24/07/2014

Vaguement froid

Lors des années 2000, des groupes comme Interpol ou Editors mirent en évidence l'influence et la grande popularité d'un certain esthétisme sonore et visuel post-punk qui s'était construit autour de Joy Division et le son Factory/Hannett, Echo & The Bunnymen, The Sound ou encore Comsat Angels.


Ce son du nord de l'Angleterre à l'aube des 80s était enraciné dans l'ouverture sonique de l'époque, mais penchait vers le côté le plus sombre et existentialiste du post-punk. Voir cette description de Simon Reynolds : des cieux dégagés et froids, impies et gris ardoise ; rock purifié par le punk, mais préparé à se risquer de nouveau à la grandeur ; des jeunes gens en manteau, le monde sur leurs épaules.





Il ne s'agit pas toujours ici de postpunk dans le genre des expérimentations de Londres, Sheffield ou Leeds : messthétisme, bruitisme synthétique indus, avant-funk ou dub apocalyptique.
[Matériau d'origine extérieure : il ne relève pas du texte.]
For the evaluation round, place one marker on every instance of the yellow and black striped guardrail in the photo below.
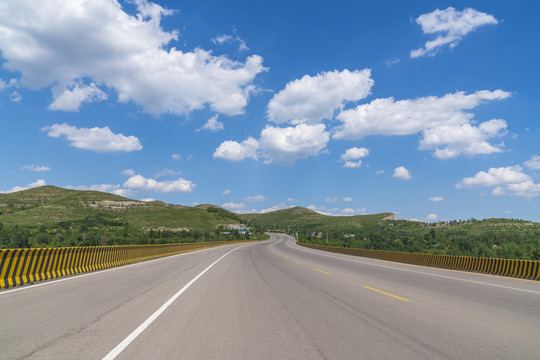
(22, 266)
(525, 269)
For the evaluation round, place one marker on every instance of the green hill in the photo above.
(50, 205)
(299, 217)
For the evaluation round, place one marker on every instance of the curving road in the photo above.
(272, 300)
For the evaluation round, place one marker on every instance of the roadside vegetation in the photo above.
(495, 238)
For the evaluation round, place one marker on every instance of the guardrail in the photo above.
(525, 269)
(23, 266)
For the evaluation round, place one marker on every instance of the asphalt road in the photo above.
(272, 300)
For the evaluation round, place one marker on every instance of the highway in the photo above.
(272, 300)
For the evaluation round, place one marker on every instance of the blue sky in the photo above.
(428, 109)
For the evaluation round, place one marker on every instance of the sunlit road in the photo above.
(272, 300)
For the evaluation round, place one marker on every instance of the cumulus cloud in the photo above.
(15, 96)
(352, 154)
(129, 54)
(401, 173)
(510, 180)
(75, 94)
(128, 172)
(284, 146)
(451, 25)
(446, 127)
(255, 198)
(233, 206)
(431, 217)
(533, 163)
(36, 183)
(312, 99)
(95, 139)
(141, 184)
(235, 151)
(225, 38)
(212, 125)
(36, 168)
(166, 172)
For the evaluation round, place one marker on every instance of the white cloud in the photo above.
(235, 151)
(36, 183)
(352, 164)
(222, 39)
(129, 54)
(452, 25)
(508, 180)
(392, 61)
(445, 126)
(431, 217)
(283, 146)
(312, 99)
(401, 173)
(36, 168)
(233, 206)
(166, 172)
(496, 176)
(212, 125)
(75, 94)
(128, 172)
(95, 139)
(533, 163)
(142, 184)
(256, 198)
(15, 96)
(354, 154)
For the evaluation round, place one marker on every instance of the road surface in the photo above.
(272, 300)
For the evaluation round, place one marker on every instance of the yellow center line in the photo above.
(385, 293)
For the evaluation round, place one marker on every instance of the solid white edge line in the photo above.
(77, 276)
(318, 252)
(120, 347)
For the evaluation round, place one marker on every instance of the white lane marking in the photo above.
(298, 247)
(120, 347)
(72, 277)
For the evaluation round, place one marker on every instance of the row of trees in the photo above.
(507, 244)
(91, 233)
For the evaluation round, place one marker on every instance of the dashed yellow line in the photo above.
(385, 293)
(324, 272)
Mais plutôt d'un postpunk basé sur des guitares mélodiques et exaltantes, préférant la poésie à la politique, les Velvets et les Doors aux musiques noires. 

Certains commentateurs postérieurs ont qualifié ce climat d' « obscure post-punk » ou « depressive post-punk ». En France, c'est le terme « cold wave » qui a été le plus utilisé, dans un sens bien éloigné de la new musick. Pour A.S. Van Dorston, les plus grands groupes post-punk que vous n'avez jamais entendus se trouvent parmi les suiveurs de cette humeur nocturne et intense, incarnation originale de la "darkwave" : Modern Eon, The Opposition, Sad Lovers & Giants, The Stockholm Monsters, …
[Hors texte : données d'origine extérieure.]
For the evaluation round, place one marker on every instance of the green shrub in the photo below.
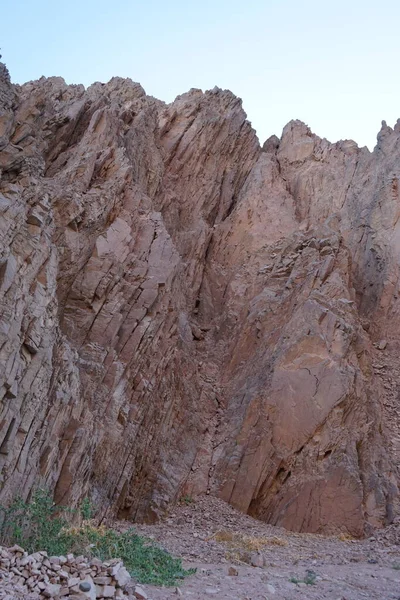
(40, 525)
Très rapidement, ce versant du postpunk, plein d'overdubs de guitares, d'éclairs de synthés et de brumes atmosphériques évolua dans un large spectre de styles, du gros rock héroïque à l'indiepop plaintive. 
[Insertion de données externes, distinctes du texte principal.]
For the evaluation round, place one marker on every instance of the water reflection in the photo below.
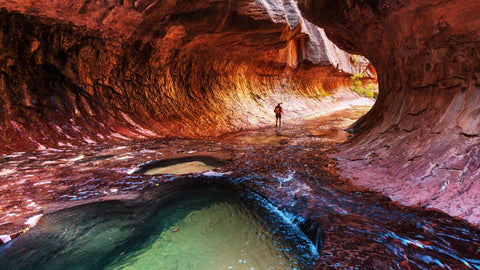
(201, 228)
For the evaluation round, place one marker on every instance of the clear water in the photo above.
(194, 229)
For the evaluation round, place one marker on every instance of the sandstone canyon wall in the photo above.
(419, 143)
(78, 72)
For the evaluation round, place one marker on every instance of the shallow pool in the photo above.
(201, 228)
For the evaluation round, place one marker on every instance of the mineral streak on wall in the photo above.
(74, 72)
(420, 142)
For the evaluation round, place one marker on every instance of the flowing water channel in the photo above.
(116, 217)
(191, 228)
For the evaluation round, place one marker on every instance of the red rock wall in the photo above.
(73, 73)
(419, 143)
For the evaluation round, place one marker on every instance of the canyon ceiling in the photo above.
(78, 72)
Son approche texturée se retrouva dans de nombreux paysages sonores éthérés et rêveurs, dans la sensibilité goth-lite façon 4AD ou au sein du continuum dreampop shoegaze postrock.


Le succès de certaines de ces formations post-Joy Division consolida fortement une conception romantique du post-punk. Dans Génération ExtrêmeFrédéric Thébault résume assez justement le récit idéaliste qui en découla : après avoir trop crié sans le moindre résultat, il ne reste plus aux punks qu'à pleurer sur leur triste sort.